Bartolo told an informal meeting of EU Foreign Ministers that a stop to fighting in the troubled region would not be enough to bring peace to it.

“To give peace a chance the evictions must stop, the rockets must stop, the airstrikes must stop. But the absence of war is not enough,” he said.

“The Israeli-Palestinian conflict cannot be resolved unless the Palestinians and the Israelis enjoy the same and equal rights and freedoms guaranteed under international law both in Israel and in the Occupied Territories.”

Bartolo later told Reuters that he expected the informal meeting to lead to a joint EU call for a ceasefire, offer humanitarian aid and pledge to rekindle talks between the two sides.

Tensions between Israel and Palestine have flared up into full-blown violence over the past week, with thousands of rockets fired and civilians on both sides killed.

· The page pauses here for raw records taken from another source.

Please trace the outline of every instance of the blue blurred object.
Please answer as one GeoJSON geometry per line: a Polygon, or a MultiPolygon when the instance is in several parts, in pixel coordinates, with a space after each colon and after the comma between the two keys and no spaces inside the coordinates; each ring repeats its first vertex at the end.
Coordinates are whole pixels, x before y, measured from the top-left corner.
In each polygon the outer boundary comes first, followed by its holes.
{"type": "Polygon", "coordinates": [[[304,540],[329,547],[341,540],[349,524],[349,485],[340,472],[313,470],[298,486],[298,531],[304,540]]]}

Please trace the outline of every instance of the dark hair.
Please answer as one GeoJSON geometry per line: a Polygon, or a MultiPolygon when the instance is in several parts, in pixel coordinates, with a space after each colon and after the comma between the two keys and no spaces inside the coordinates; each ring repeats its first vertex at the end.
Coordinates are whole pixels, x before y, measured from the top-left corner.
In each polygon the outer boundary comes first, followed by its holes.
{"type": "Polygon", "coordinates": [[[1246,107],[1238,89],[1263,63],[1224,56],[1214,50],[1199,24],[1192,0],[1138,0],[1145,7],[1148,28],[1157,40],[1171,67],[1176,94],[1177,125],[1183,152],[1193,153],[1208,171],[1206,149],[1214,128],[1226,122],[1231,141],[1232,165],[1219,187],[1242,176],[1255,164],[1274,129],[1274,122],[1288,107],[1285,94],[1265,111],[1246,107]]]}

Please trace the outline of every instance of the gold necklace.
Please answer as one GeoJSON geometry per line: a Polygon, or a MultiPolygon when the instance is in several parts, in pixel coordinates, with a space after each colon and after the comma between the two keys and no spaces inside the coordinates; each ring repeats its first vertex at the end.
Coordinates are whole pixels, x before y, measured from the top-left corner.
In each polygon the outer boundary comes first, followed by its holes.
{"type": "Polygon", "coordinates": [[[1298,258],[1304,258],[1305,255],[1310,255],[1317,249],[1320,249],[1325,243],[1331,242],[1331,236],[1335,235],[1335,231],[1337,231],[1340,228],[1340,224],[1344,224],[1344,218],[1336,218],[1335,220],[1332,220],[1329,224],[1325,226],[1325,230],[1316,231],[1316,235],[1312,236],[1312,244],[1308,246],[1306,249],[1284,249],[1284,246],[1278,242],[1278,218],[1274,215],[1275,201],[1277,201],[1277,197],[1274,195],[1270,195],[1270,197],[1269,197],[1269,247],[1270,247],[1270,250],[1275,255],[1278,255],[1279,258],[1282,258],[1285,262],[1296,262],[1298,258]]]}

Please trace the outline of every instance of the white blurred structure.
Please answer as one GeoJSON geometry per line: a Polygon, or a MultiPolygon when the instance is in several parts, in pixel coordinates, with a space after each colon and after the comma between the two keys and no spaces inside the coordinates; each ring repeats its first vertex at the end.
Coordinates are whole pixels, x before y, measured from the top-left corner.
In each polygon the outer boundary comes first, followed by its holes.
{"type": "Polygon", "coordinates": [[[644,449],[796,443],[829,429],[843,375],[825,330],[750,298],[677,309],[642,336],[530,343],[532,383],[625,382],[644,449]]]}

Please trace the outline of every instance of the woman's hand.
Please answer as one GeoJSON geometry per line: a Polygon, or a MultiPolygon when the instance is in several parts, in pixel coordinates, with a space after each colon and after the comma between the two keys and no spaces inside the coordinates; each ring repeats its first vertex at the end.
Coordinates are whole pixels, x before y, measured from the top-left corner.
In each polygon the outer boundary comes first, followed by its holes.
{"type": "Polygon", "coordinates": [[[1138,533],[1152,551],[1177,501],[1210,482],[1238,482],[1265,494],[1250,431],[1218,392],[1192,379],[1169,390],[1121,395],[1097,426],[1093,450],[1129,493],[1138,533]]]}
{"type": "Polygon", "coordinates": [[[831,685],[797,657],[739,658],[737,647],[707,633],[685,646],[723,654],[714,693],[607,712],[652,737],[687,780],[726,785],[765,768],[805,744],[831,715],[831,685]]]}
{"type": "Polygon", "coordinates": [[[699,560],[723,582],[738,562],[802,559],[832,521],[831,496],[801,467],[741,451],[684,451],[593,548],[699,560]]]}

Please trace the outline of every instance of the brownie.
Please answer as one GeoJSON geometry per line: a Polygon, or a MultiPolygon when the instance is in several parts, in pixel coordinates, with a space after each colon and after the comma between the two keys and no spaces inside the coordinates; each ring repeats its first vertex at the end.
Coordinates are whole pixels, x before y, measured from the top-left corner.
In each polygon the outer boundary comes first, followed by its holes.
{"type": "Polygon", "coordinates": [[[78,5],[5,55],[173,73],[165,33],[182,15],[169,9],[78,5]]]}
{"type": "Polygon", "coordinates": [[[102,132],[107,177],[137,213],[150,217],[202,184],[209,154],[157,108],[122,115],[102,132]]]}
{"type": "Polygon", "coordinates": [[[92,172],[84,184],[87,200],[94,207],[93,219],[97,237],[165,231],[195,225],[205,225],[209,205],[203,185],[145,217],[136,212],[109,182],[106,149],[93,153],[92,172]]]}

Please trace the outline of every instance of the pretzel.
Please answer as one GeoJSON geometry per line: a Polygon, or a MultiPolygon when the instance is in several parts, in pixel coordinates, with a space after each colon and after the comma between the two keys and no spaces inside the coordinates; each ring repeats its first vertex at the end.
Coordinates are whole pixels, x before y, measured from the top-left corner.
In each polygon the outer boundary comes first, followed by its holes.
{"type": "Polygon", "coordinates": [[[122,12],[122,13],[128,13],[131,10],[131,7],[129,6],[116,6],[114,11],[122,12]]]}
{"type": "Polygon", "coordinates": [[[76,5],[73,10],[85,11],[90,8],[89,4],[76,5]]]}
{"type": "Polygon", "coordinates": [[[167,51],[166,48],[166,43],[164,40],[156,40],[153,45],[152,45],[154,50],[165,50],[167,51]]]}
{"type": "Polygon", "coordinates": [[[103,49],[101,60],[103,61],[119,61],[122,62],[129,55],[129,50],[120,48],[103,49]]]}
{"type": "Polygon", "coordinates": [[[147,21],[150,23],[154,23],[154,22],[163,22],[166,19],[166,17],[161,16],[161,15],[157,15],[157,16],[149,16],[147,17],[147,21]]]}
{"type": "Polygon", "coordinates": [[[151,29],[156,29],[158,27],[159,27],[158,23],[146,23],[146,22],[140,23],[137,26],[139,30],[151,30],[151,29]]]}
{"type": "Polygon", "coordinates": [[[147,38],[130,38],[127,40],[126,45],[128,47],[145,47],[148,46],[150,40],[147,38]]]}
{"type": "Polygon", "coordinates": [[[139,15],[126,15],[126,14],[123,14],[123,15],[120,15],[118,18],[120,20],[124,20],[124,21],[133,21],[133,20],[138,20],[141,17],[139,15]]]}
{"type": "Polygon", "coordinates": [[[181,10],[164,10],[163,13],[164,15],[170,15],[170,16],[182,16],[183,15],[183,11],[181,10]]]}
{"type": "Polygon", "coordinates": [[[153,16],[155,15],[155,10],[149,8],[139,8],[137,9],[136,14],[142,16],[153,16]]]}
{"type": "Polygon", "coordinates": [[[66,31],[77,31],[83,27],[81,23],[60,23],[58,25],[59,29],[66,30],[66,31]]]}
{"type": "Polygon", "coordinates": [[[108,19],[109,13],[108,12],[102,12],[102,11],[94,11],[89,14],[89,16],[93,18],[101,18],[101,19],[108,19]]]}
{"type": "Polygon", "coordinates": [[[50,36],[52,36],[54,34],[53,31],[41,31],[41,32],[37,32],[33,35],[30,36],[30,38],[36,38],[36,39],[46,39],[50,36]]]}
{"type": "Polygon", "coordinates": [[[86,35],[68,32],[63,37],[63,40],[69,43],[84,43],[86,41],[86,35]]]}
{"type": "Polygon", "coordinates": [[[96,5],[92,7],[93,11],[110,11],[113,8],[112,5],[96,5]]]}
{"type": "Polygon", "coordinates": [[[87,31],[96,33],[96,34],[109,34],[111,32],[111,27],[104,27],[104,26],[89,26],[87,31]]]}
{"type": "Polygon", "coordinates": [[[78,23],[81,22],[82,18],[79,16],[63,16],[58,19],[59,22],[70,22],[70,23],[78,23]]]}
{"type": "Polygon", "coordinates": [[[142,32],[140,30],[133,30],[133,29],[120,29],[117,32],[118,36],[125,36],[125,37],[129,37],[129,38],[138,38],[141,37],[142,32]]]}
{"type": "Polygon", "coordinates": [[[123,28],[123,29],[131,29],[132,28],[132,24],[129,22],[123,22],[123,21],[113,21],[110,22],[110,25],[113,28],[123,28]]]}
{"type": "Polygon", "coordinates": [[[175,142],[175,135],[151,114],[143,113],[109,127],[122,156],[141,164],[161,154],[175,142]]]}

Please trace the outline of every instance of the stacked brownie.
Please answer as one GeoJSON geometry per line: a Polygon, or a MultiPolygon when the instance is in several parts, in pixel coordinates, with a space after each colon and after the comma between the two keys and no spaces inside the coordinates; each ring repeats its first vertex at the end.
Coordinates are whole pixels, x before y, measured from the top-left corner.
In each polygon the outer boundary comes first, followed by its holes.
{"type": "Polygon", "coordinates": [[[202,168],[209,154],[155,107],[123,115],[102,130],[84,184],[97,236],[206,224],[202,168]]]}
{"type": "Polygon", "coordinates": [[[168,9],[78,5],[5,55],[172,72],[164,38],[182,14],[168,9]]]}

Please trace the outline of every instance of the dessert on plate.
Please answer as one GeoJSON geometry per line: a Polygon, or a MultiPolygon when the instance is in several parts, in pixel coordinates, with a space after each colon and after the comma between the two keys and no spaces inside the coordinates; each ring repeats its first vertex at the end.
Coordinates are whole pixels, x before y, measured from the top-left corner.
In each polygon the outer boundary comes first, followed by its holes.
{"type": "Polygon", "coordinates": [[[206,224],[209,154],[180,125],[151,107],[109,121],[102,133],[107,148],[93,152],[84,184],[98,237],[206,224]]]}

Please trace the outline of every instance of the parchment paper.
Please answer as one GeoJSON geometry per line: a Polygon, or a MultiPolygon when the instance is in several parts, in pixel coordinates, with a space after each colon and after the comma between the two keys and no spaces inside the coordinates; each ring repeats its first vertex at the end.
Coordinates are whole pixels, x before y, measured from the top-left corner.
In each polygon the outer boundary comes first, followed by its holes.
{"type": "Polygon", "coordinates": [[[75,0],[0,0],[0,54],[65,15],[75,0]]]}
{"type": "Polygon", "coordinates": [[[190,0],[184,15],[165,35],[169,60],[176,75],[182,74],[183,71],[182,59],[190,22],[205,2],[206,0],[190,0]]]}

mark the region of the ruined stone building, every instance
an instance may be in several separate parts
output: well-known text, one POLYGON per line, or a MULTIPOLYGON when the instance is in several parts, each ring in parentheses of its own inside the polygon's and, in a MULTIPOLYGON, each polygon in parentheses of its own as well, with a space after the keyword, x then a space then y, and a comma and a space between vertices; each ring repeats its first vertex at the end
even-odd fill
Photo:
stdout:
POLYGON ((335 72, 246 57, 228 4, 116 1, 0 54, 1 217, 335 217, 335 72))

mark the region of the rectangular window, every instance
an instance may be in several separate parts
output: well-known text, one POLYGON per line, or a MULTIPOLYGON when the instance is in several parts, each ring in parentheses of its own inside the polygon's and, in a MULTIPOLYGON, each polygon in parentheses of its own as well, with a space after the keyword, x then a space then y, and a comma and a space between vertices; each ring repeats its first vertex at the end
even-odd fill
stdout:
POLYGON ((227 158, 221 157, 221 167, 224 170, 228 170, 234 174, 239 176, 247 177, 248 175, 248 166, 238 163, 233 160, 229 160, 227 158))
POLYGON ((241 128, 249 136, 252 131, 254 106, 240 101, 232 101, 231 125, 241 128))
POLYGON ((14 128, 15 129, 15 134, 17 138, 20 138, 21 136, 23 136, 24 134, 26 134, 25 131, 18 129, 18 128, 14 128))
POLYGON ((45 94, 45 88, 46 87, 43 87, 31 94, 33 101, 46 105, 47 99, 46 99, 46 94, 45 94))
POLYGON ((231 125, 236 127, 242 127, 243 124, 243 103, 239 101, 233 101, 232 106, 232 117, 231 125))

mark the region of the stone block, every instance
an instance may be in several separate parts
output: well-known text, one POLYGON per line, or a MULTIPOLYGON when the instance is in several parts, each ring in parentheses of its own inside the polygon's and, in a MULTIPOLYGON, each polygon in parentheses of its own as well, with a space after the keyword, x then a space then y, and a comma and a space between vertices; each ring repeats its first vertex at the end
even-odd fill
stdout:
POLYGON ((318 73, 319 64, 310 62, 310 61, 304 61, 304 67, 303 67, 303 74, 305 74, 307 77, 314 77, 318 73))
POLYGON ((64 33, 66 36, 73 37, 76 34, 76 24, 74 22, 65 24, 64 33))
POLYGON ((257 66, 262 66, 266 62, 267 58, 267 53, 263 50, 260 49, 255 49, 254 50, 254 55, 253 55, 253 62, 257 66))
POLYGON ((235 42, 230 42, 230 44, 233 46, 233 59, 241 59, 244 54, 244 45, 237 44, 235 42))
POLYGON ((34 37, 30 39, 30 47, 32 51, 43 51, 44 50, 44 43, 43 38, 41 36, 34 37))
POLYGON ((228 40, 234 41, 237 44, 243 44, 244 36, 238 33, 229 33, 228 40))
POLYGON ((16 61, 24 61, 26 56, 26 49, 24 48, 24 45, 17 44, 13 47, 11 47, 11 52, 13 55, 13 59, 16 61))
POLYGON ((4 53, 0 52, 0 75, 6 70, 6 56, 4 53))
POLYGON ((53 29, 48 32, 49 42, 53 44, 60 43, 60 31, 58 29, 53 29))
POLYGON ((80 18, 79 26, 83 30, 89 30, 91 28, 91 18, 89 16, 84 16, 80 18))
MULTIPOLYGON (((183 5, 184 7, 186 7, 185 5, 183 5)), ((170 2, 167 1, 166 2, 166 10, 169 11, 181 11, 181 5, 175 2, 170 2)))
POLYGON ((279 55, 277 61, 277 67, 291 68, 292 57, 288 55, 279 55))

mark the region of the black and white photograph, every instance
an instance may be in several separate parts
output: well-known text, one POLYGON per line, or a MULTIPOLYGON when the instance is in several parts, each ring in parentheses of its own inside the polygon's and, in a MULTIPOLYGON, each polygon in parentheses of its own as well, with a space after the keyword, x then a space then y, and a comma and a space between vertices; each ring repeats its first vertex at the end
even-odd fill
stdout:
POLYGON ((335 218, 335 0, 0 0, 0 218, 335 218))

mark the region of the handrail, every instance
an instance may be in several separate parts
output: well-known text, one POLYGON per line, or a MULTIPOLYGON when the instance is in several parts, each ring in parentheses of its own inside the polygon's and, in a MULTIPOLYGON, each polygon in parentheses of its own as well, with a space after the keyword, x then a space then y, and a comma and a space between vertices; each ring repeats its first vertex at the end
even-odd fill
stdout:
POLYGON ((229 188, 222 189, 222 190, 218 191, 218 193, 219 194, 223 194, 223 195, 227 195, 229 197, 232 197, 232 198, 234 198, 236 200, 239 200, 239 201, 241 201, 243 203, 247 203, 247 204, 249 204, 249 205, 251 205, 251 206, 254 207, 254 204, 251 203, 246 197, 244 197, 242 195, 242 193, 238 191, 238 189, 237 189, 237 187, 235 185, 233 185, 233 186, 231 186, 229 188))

Diplomatic efforts to end the bloodshed have stalled and a UN resolution calling for a ceasefire was blocked by the United States, a staunch ally of Israel.

Israeli prime minister Benjamin Netanyahu said on Monday that Israel would "continue striking at the terrorist targets". 

Palestinian militant group Hamas has threatened to fire more rockets at Tel Aviv if Israeli bombing of residential areas does not stop.

In his speech on Tuesday, Bartolo argued that there had been no concerted effort to achieve lasting peace in the troubled region for the past quarter-century, since the Oslo peace accords were signed.

Israel’s Yitzhak Rabin, his foreign minister Shimon Peres and Palestine’s Yasser Arafat went on to share the 1995 Nobel Peace Prize for having reached that accord. But later that year, Rabin was assassinated by a Jewish religious fanatic and the spiral of violence resumed.

“Extremists on both sides, feeding on each other, have killed and are still killing all attempts at building peace,” Bartolo said.

“Wars have not worked. It is peace that has not been given a real chance since the Oslo Accords.”